Priority of Histology Coding Rules. Once you are in the appropriate module, start reading with the first rule in that module. Keep reading until you find a rule that applies to your case. Use the first rule that applies and stop. Do not skip down through the rest of the rules to see if another rule might apply.
What is the priority order for histology?
There is a note in the General Instructions at the end of the histology coding rules that defines the priority order for documents that may contain a histologic diagnosis. The best documents from which to obtain histology information are the pathology report, cytology report, and other clinician documentation in the medical record, in that order.
What is the second most important medical document from which to code histology?
The second most important medical document from which to code the histology is the cytology report. If there is no pathology report available, code from the cy tology report. Cytology in many cases is less specific than pathology, because the cytologist is looking at individual cells rather than a tumor mass, but it is nonetheless a solid source of histology information.
Why are there more histology codes than primaries?
In general, there are many more histology coding rules than there are multiple primaries rules, because for most sites there is a wide range of histology codes to choose from. Many of the rules deal with one or more specific histology codes. These specific histology codes are arranged according to the cell types that are most important ...
What would happen if a patient had a needle biopsy of a breast lesion followed by a lump?
In other words, if the patient had a needle biopsy of a breast lesion followed by a lumpectomy, the lumpectomy would have the most representative specimen since it removed more tumor tissue than the needle biopsy .
Can microscopic description be used to determine histology code?
There will be a few occasions when information from the microscopic description can be used to decide the histology code. Such occasions will be identified clearly in the site-specific rules. For example, for colon it is important to know that the carcinoma developed from a pre-existing polyp.
What is the code for excision of benign lesions?
Wait for the pathology report only for excision of benign or malignant lesions, which are coded based on the pathology report. These codes describe excision of benign lesions in the code series 11400 to 11446 and excision of malignant lesions in the code series 11600 to 11646.
Do you have to wait for the pathology report for excision of lesions?
It is only necessary to wait for the pathology report for the excision of lesions, listed above, because the CPT ® code is dependent on the diagnosis. In Principles of CPT ® Coding there are two other situations described in which it is not necessary to wait for the pathology report.
Can you submit a claim using the excision of benign lesion codes?
The first is if the lesion being excised is clearly benign, it is permissible to submit the claim using the excision of benign lesion codes.
What is coding from pathology report?
For inpatient cases, coders are expected to query the physician if there is conflicting information between the medical record final diagnosis and the pathology report . However, if a patient is admitted with a brain mass, the provider notes in the operative report that the mass was removed and ...
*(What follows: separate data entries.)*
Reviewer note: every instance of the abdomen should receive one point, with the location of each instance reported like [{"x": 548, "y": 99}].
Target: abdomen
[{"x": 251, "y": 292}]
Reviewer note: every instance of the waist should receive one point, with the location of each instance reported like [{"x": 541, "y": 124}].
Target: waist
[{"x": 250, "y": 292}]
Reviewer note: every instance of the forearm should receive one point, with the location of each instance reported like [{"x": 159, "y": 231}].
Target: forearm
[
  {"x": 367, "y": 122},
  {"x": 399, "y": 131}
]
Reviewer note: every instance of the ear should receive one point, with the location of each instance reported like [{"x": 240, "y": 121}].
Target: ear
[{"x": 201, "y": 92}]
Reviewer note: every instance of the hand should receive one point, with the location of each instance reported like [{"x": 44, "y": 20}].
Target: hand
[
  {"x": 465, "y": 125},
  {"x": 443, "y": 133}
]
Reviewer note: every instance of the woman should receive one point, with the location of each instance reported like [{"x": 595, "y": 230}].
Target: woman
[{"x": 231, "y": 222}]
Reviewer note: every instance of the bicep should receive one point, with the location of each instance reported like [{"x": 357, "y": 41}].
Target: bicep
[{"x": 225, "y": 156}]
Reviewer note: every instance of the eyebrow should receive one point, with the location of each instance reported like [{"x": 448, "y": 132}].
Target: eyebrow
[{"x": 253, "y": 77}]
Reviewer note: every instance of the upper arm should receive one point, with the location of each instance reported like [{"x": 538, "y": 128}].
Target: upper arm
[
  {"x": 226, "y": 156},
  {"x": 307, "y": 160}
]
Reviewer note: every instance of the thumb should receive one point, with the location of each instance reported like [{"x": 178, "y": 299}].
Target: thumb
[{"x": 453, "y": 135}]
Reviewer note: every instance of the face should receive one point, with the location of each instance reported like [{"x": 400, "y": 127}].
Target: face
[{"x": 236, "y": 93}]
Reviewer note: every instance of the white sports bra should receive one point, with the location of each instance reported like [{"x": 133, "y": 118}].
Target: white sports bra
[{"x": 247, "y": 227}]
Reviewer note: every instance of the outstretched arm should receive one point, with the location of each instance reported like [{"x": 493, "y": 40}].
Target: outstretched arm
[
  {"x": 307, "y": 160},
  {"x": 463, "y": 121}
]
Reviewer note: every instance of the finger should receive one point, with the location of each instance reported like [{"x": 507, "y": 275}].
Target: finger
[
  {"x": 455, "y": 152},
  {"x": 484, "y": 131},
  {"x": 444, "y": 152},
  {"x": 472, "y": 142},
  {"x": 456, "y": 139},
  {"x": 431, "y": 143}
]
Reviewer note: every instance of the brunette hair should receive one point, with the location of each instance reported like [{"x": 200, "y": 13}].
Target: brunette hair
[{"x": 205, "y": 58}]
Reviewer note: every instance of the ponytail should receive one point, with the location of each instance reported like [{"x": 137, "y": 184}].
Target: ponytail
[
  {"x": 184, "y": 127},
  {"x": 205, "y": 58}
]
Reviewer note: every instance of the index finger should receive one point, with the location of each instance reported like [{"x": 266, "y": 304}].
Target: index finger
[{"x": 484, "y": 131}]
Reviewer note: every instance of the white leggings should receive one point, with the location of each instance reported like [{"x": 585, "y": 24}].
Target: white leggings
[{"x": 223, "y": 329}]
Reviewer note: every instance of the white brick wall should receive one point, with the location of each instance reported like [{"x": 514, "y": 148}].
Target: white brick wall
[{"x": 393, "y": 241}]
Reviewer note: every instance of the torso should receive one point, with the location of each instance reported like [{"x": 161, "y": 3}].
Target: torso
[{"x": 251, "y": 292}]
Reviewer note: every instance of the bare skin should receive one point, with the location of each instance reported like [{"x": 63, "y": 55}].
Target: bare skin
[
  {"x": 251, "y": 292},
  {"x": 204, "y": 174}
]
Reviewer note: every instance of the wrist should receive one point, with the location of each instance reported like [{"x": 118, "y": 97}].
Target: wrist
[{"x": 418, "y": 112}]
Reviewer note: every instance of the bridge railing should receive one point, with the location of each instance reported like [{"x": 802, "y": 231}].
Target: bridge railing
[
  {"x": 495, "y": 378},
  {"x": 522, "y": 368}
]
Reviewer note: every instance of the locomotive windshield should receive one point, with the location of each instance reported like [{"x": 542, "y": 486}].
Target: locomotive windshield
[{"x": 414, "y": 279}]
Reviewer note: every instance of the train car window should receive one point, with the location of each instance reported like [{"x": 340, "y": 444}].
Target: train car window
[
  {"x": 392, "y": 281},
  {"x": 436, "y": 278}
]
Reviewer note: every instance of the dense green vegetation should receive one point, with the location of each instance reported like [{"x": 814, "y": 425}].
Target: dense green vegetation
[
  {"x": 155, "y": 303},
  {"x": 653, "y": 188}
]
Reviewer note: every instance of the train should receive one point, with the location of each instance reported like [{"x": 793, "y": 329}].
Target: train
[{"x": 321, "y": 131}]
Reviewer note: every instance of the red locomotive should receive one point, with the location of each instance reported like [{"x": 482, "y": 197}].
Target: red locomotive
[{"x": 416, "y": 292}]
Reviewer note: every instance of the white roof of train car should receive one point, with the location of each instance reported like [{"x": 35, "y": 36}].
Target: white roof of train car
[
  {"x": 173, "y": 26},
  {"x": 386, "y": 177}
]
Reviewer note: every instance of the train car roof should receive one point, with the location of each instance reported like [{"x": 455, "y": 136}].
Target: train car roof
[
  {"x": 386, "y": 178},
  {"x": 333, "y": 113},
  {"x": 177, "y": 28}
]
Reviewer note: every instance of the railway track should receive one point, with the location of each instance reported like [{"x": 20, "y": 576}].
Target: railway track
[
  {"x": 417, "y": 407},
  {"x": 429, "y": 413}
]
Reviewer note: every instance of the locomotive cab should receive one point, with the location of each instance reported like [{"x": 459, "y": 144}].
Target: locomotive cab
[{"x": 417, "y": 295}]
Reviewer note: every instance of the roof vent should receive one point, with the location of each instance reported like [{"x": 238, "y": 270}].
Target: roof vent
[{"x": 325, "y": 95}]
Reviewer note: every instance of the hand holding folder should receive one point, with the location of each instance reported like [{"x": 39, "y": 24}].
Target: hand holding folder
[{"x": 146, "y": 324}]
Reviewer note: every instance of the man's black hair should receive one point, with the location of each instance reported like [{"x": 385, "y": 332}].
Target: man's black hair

Can you code a femur fracture from an x-ray?
While it is appropriate to code additional detail regarding the specific site of a femur fracture (e.g., shaft) from an x-ray report, it is not appropriate to code directly from the pathology report. There is a difference in coding the documented clinical diagnosis from the attending physician and coding unconfirmed findings.
Is the AHA coding clinic copyrighted?
AHA CODING CLINIC® FOR ICD-10-CM and ICD-10-PCS 2016 is copyrighted by the American Hospital Association ("AHA"), Chicago, Illinois. No portion of AHA CODING CLINIC® FOR ICD-10-CM and ICD-10-PCS may be reproduced, sorted in a retrieval system, or transmitted, in any form or by any means, electronic, mechanical, photocopying, recording or otherwise, without prior express, written consent of the AHA.